Inspired by Multiple Choice Learning [4], the authors proposed a diversity-encouraging loss for classification. Instead of back propagating the loss through each ensemble member, for each sample, we use an "oracle" to update the best predictor only. Formally, given an ensemble model with \(M\) predictors, \(\{\theta_m\}\), the cross-entropy oracle set-loss is defined as \[\mathcal{L}_{set} = \sum_{m=1}^M -\alpha_{mi} \log(p_{y_i}^{\theta_m})\] where \(\alpha_{mi}\) is a binary variable indicating whether \(\theta_m\) has the lowest loss on \((x_i, y_i)\). A straightforward extension is to choose top-\(k\) predictors instead of the best one. The experimental results are shown below.

overview

Predictive Uncertainty Estimation

The authors proposed a simple and scalable method for estimating predictive uncertainty estimates from NNs. The used proper scoring rules to help the NNs model predictive distributions, and incorporated the ideas of ensembles and adversarial training to smooth predictive estimates.

  • Proper scoring rules. Given a scoring rule \(S(p_\theta, (y, \mathbf{x}))\) and the true distribution \(q(y, \mathbf{x})\) of \((y, \mathbf{x})\), the expected score is \(S(p_\theta, q) = \int q(y, \mathbf{x})S(p_\theta, (y, \mathbf{x}))dyd\mathbf{x}\). A proper scoring rule is one where \(S(p_\theta, q) \leq S(q, q)\) with equality if and only if \(p_\theta = q\). Many common NN loss functions are proper scoring rules, such as the MLE for classification and the Brier score. However, the MSE for regression is not.

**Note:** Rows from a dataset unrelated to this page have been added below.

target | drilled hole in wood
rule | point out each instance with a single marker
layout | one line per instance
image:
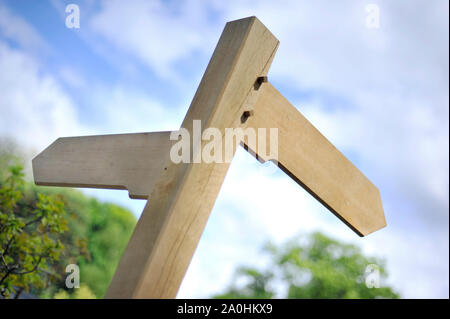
(245, 116)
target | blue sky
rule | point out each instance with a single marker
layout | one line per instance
(380, 95)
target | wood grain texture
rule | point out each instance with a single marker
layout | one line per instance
(311, 160)
(121, 161)
(166, 236)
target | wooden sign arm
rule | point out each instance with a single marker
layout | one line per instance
(121, 161)
(313, 162)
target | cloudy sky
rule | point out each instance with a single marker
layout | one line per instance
(379, 94)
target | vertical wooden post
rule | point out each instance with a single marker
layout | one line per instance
(166, 236)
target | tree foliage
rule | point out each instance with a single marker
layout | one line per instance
(81, 230)
(311, 267)
(29, 235)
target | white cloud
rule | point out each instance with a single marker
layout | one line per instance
(135, 28)
(15, 28)
(34, 108)
(381, 95)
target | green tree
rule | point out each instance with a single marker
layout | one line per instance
(319, 267)
(29, 236)
(96, 237)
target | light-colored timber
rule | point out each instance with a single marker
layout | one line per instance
(311, 160)
(166, 236)
(122, 161)
(233, 93)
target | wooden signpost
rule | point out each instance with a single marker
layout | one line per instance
(233, 93)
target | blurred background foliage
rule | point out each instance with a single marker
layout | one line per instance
(310, 266)
(97, 233)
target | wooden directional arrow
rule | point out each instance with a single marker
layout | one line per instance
(233, 93)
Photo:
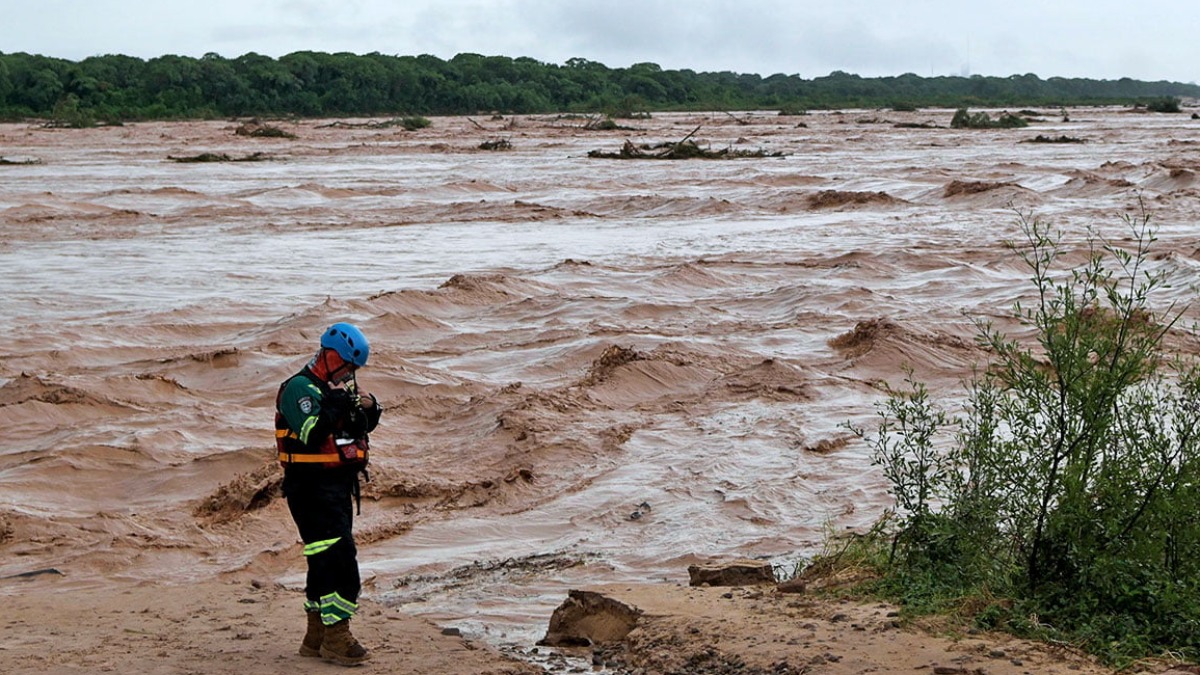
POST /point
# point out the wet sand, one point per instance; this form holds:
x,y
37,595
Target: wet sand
x,y
595,371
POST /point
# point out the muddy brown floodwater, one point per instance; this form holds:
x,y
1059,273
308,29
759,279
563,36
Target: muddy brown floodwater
x,y
595,371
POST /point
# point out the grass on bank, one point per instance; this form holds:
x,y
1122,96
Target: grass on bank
x,y
1062,502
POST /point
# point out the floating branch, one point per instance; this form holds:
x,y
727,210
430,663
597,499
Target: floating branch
x,y
220,157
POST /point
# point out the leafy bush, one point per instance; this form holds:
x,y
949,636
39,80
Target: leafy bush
x,y
964,119
1062,501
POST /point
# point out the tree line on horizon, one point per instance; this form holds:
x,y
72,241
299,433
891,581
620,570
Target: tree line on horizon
x,y
114,88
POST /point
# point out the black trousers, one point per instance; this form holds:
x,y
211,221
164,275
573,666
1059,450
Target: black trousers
x,y
322,505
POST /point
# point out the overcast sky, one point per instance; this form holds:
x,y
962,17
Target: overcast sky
x,y
1146,40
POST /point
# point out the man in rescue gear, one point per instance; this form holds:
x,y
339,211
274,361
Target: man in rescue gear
x,y
322,422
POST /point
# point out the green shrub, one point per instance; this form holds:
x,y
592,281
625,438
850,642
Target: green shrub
x,y
1062,501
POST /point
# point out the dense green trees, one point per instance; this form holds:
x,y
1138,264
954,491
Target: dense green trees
x,y
312,84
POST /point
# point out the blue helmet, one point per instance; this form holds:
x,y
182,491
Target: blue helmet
x,y
348,341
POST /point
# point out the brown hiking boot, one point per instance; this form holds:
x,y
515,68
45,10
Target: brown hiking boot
x,y
313,635
341,646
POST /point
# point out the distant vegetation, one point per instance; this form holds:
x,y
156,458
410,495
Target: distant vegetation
x,y
1061,502
113,88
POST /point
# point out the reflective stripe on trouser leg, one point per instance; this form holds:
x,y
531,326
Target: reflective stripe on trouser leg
x,y
335,608
319,547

Following [6], the authors used a netowrk that outputs the predicted mean \(\mu(x)\) and variance \(\sigma^2(x) > 0\) and minimize the negative log-likelihood criterion: \[-\log p_\theta(y_n \mid \mathbf{x}_n) = \frac{\log \sigma_\theta^2(\mathbf{x})}{2} + \frac{(y-\mu_\theta(\mathbf{x}))^2}{2\sigma_\theta^2(\mathbf{x})} + const.\]
  • Adversarial training. The authors interpreted adversarial training as a computationally efficient solution to smooth the predictive distributions by increasing the likelihood of the target around the \(\epsilon\)-neighborhood of the observed training examples.
  • Ensembles. The authors trained an ensemble of NNs with different initialization weights on the entire dataset. The also observed that bagging deteriorated performance.

A Loss Landscape Perspective

TODO

References

[1] S. Lee, S. Purushwalkam, M. Cogswell, D. Crandall, D. Batra. Why M Heads are better than one: Training a diverse ensemble of deep networks. arXiv preprint arXiv:1511.06314 (2015).

[2] A. Krogh and J. Vedelsby. Neural network ensembles, cross validation, and active learning. In NIPS, 1995.

[3] M.P. Perrone and L. N Cooper. When networks disagree: Ensemble method for hybrid neural networks. In Neural Networks for Speech and Image Processing, 1993.

[4] A. Guzman-Rivera, D. Batra, and P. Kohli. Multiple choice learning: Learning to produce multiple structured outputs. In NIPS, 2012.

[5] S. Fort, H. Hu, B. Lakshminarayanan. Deep ensembles: A loss landscape perspective. arXiv preprint arXiv:1912.02757 (2019).

[6] D.A. Nix, A.S. Weigend. Estimating the mean and variance of the target probability distribution. In ICNN, 1994.